Last week, I discussed the seminal importance of In Re Gault and its extension of procedural due process rights to juveniles. Absent from this discussion, however, were the due process rights that juveniles are still denied. For example, the right to a jury trial is still reserved for the adult criminal system. On one level, it can be debated what such a right would look like pragmatically: would it still be a “jury of one’s peers?” Can we actually imagine a jury box chalk full of ten-year-olds, deliberating the fate of another young child? If not, would a jury of adults still fulfill the spirit of the law? On another level, there is the fundamental question of what the purpose of a jury really is. According to Steven Drizin, Clinical Professor of Law at Northwestern, and Greg Luloff, law clerk to the Honorable J. Robin Hunt, one of the primary functions of a jury is public scrutiny.[1] Thus, they argue that if the media were allowed in juvenile courts, they would help compensate for the lack of jury presence: in their view, “media access is arguably even more essential in providing public oversight and scrutiny to juvenile court proceedings.”[2] However, not all legal scholars readily accept the potential benefits of media presence during juvenile court proceedings. Consider the following contrasting opinions.
In Are Juvenile Courts A Breeding Ground for Wrongful Convictions?, Drizin and Luloff embrace the positive potential of media coverage of juvenile cases, with little reflection on the possible backlash. They use “the Ryan Harris murder case in Chicago” as an exemplar of “just how effective the media can be when covering juvenile cases.”[3] As previously hinted at, they conclude that “the media allows for public scrutiny which is vital in a system of self-government, and there is no reason why media access would not bring the same benefits to the juvenile justice system.”[4] Conversely, William Ayers, author of A Kind and Just Parent, argues that “as consumers of mediated images we need to be mindful that there is always something more, something beneath the headline, beyond the spectacle. We should remember that the mediated image is voyeuristic and full of the thrill of danger.”[5] Specifically, Ayers contends that the media is often too quick to use a single case to present an issue to the public. Such an approach diminishes the complexities and nuances of a social issue to a single, reductive archetype that “is either too big or too outlandish or both.”[6]
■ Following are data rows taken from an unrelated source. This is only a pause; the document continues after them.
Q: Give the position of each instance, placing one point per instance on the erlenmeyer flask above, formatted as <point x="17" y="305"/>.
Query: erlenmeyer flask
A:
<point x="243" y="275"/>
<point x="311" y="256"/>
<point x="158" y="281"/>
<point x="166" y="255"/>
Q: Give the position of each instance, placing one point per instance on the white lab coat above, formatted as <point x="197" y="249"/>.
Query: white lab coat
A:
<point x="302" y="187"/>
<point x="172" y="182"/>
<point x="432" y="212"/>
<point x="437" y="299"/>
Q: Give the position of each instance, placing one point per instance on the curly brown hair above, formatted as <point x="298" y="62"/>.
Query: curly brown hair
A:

Juxtaposing these perspectives, we can begin to seek out the best way to frame media coverage of juvenile cases in order to accrue the benefits (eg. public scrutiny of the juvenile court system) without reducing the complexity of issues that surround at-risk youth. Beyond this, we should wonder how the power of media could be mobilized to compel people to effectuate change. In doing so, consider philosopher Judith Butler’s powerful perspective regarding the circulation of images through media: “the movement of the image or the text outside of confinement is a kind of “breaking out,” so that even though neither the image nor poetry can free anyone from prison, or stop a bomb or, indeed, reverse the course of the war, they nevertheless do provide the conditions for breaking out of the quotidian acceptance of war and for a more generalized horror and outrage that will support and impel calls for justice and an end to violence.”[7] Although Butler writes with respect to images of war, a similar argument could be advanced regarding images of at-risk youth. Taking Drizin and Luloff’s argument one-step further, perhaps the purpose of allowing the media inside juvenile courts is more than fostering public scrutiny. When images and writings of how the court system fails our youth become a more prevalent aspect of our public consciousness, we can begin to imagine a society that not only scrutinizes the way the system functions, but also makes palpable “calls for justice.” That is, even if a media presence in the juvenile courtroom is unavoidably voyeuristic and at first only encourages transparency on a case-by-case basis, the impact on a larger scale could one day be a public demand for comprehensive changes in the juvenile justice system itself.
As we begin to meditate on the ‘macro’ changes we hope to see in the system, let us not forget that the ‘micro’ efforts to effect change can begin now: whether it is through volunteering your time (http://www.cityyouthnow.org/get-involved/volunteer-today) or making a quick donation in any amount (http://www.cityyouthnow.org/get-involved/donate-now).
[1] Are Juvenile Courts A Breeding Ground for Wrongful Convictions? 20.
[2] Id.
[3] Id.
[4] Id.
[5] A Kind and Just Parent 81.
[6] Id.
[7] Judith Butler, Frames of War: When is Life Grievable? 11 (Verso Books 2009).